Bottom line is reactivate your yeast with a yeast starter.
 
How long did you let your first batch sit before you threw it out?

Complete fermentation in 2 days sounds really fast.
 
There is such a thing as 'cooking your must' and it happens when your ferment finishes way too fast. I would be very observant of off odors from here on out and off tastes 6 months from now. Not saying a speedy ferment does not happen, just that they sometimes (more often than not) bring bad news. Two days actually kind of concerns me. What was your temperature and yeast?
 
How long did you let your first batch sit before you threw it out?

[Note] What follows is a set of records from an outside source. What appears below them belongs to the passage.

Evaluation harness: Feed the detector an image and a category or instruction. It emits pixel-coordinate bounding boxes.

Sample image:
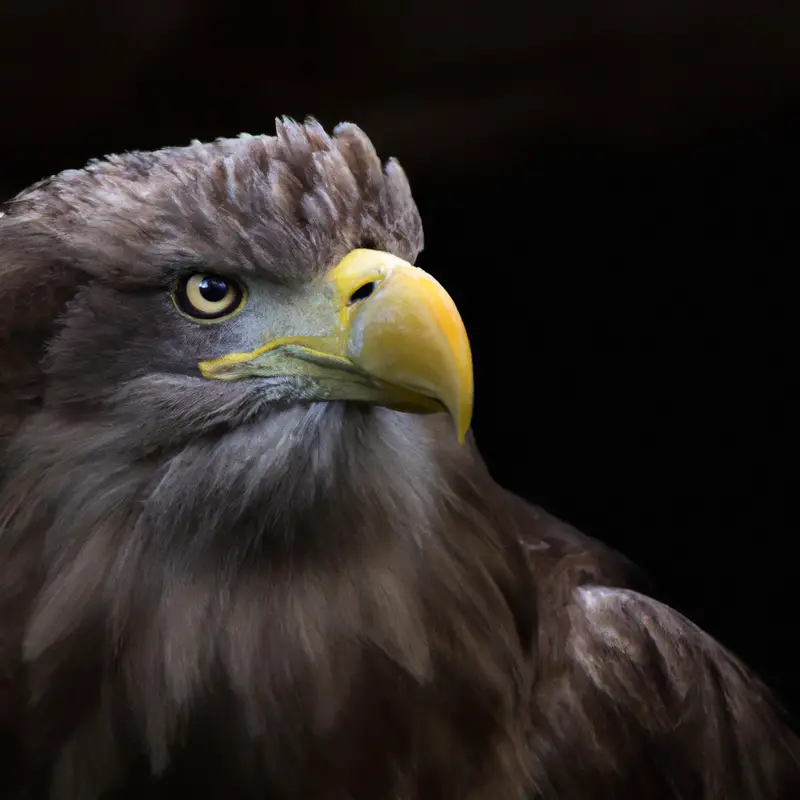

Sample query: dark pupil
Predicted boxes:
[197,275,230,303]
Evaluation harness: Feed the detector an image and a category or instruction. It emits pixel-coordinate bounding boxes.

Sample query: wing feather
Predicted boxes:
[533,585,800,800]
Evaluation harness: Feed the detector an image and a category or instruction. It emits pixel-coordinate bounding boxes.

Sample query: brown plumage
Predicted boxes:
[0,122,800,800]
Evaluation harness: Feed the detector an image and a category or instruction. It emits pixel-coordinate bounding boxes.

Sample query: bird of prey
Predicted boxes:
[0,120,800,800]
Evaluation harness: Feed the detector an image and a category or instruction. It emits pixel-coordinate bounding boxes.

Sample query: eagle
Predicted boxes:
[0,119,800,800]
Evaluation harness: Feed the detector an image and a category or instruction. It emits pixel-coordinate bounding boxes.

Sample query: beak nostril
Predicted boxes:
[347,281,376,306]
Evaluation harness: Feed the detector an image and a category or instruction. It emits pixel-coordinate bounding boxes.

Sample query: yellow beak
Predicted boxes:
[199,249,473,442]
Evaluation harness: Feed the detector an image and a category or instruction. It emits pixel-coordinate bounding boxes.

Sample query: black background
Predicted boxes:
[0,0,800,713]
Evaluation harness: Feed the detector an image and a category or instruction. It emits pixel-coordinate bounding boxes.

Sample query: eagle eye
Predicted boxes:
[172,272,247,322]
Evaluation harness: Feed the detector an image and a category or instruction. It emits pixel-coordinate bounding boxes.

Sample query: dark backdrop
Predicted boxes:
[0,0,800,712]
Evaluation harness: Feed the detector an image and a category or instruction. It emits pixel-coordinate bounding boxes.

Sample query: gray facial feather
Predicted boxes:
[0,115,529,800]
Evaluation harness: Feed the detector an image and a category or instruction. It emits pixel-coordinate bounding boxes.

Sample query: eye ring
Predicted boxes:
[172,272,247,322]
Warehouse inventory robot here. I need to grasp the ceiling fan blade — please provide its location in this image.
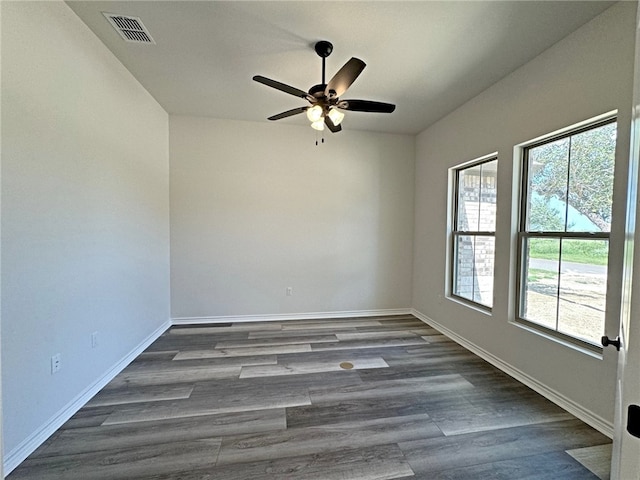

I let it sit about 3 weeks or so. I tried re-pitching the yeast and it really never took. It didn't cost me anything cause I had the stuff sitting around so I wasn't really worried about the cost. I really wanted the fermenter more than anything.

There is such a thing as 'cooking your must' and it happens when your ferment finishes way too fast. I would be very observant of off odors from here on out and off tastes 6 months from now. Not saying a speedy ferment does not happen, just that they sometimes (more often than not) bring bad news. Two days actually kind of concerns me. What was your temperature and yeast?

The yeast was Lalvin 71B-1122 and the temp was a pretty constant 72 because our air conditioning has been on. I'm not sure if it matters, but this is only a 1 gallon batch and I used the entire packet of yeast. I really hope this doesn't produce any off odors, cause I'm hoping I can give a couple bottles away as gifts.
 
If air temperature is 72, you are probably fermenting around 75-78. Fermentation generates heat.
 
Hopefully all will be well with this batch of wine. It wasn't completely finished fermenting as it continued to bubble a little bit for about two more days. Now that it is finished, I took a small sample and I didn't notice any off smells yet. I'm praying they don't develop in the near future. The batch tasted very young but there are definite strawberry, chocolate and alcohol flavors there. I have high hopes for this batch now.
 
your liquid temperature in your must should be about 60-65 degrees prior to pitching the yeast. If your yeast can survive colder temperatures then by all means lower the temperature even more. Some yeasts can even run in 55 degree musts.